Santé mentale et prévention du suicide, une priorité

La psychothérapie n’est pas rapidement et gratuitement accessible au Québec, déplore l'auteure.
Photo: iStock La psychothérapie n’est pas rapidement et gratuitement accessible au Québec, déplore l'auteure.

La nouvelle annoncée lors du Forum adultes et santé mentale sur le déploiement du nouveau programme d’accès et d’accompagnement en santé mentale et une stratégie québécoise de prévention du suicide me réjouit. Il est grand temps qu’on se dote d’une mise à jour, dans un contexte où le suicide demeure un problème de santé publique important dans un Québec qui n’a pas de stratégie en matière de prévention de suicide depuis 1998.

Il reste à voir les priorités qui seront mises en avant dans les deux cas. Évidemment, ce travail devra continuer d’être guidé par les personnes concernées elles-mêmes, leurs proches, les intervenants et les chercheurs spécialistes dans le domaine. Ici, je donne mon avis non seulement en tant que psychologue et professeure spécialiste en santé mentale et en prévention du suicide, mais aussi comme personne ayant vécu avec la dépression et qui a eu recours aux services nécessaires pour se rétablir.

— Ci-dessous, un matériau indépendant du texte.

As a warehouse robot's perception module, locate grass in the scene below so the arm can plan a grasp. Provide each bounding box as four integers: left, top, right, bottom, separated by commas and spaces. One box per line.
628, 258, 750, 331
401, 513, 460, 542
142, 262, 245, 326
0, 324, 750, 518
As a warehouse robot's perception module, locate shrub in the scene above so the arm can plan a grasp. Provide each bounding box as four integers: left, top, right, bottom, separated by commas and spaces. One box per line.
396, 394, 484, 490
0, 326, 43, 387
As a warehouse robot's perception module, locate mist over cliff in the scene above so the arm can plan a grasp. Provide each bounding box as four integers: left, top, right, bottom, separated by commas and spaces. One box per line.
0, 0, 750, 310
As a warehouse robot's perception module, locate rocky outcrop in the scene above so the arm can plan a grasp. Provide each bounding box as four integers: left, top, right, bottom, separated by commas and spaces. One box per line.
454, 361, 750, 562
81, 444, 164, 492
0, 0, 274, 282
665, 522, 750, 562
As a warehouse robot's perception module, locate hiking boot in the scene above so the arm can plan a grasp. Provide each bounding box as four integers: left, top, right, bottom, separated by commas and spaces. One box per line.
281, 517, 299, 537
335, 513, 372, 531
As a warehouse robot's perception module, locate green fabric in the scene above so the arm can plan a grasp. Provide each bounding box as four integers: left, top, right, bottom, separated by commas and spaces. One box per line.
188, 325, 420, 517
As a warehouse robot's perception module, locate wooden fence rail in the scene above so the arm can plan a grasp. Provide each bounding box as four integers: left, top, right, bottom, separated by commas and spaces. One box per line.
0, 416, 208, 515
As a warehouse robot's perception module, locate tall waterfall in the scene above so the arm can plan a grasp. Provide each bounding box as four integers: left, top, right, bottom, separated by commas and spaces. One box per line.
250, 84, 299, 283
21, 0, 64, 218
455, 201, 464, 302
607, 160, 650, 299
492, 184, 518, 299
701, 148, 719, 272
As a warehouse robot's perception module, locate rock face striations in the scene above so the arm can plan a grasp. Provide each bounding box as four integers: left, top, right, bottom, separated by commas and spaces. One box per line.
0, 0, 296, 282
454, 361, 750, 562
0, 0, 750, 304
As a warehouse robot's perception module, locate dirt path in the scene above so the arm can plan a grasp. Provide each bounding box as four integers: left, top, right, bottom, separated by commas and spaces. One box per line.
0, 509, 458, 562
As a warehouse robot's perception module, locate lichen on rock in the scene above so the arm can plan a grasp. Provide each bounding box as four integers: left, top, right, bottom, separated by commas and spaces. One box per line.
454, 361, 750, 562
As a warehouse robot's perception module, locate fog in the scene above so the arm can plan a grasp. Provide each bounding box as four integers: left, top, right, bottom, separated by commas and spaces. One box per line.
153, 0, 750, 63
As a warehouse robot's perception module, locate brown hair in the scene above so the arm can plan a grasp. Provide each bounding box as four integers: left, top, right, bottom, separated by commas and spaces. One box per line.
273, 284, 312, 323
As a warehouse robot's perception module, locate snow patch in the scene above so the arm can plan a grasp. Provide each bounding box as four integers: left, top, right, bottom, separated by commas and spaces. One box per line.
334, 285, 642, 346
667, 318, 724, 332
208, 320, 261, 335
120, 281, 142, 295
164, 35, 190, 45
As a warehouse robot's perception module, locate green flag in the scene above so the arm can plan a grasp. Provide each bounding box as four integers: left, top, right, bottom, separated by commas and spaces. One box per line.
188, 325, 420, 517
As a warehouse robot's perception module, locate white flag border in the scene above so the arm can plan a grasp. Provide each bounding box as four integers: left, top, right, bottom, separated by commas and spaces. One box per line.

En ce qui concerne la maladie mentale, on sait tout de même ce qui fonctionne. Je ne veux pas faire ici une liste exhaustive des meilleurs traitements validés empiriquement, mais en nommer quelques-uns, dont la psychothérapie qui, conjuguée à la pharmacothérapie, a fait ses preuves. Malheureusement, la psychothérapie n’est pas rapidement ni gratuitement accessible au Québec. Un autre exemple, plus accessible, est l’autogestion de la dépression, de l’anxiété, des troubles bipolaires (entre autres) offerte sous forme d’ateliers par des organismes communautaires à moindre coût. Le gouvernement devrait prioriser ces services éprouvés scientifiquement pour les rendre accessibles à tous ceux qui en ont besoin.

Comprendre

En ce qui concerne la prévention du suicide, plusieurs organismes, intervenants et chercheurs s’investissent depuis des années pour tenter de comprendre les causes de celui-ci afin de diminuer le taux de suicide au Québec et de mettre en place les meilleures pratiques pour ce faire. On voit les effets positifs de ces actions par la diminution des morts par suicide depuis 1999. Mais le problème est toujours présent, bien sûr, d’où la nécessité d’une stratégie nationale en prévention du suicide.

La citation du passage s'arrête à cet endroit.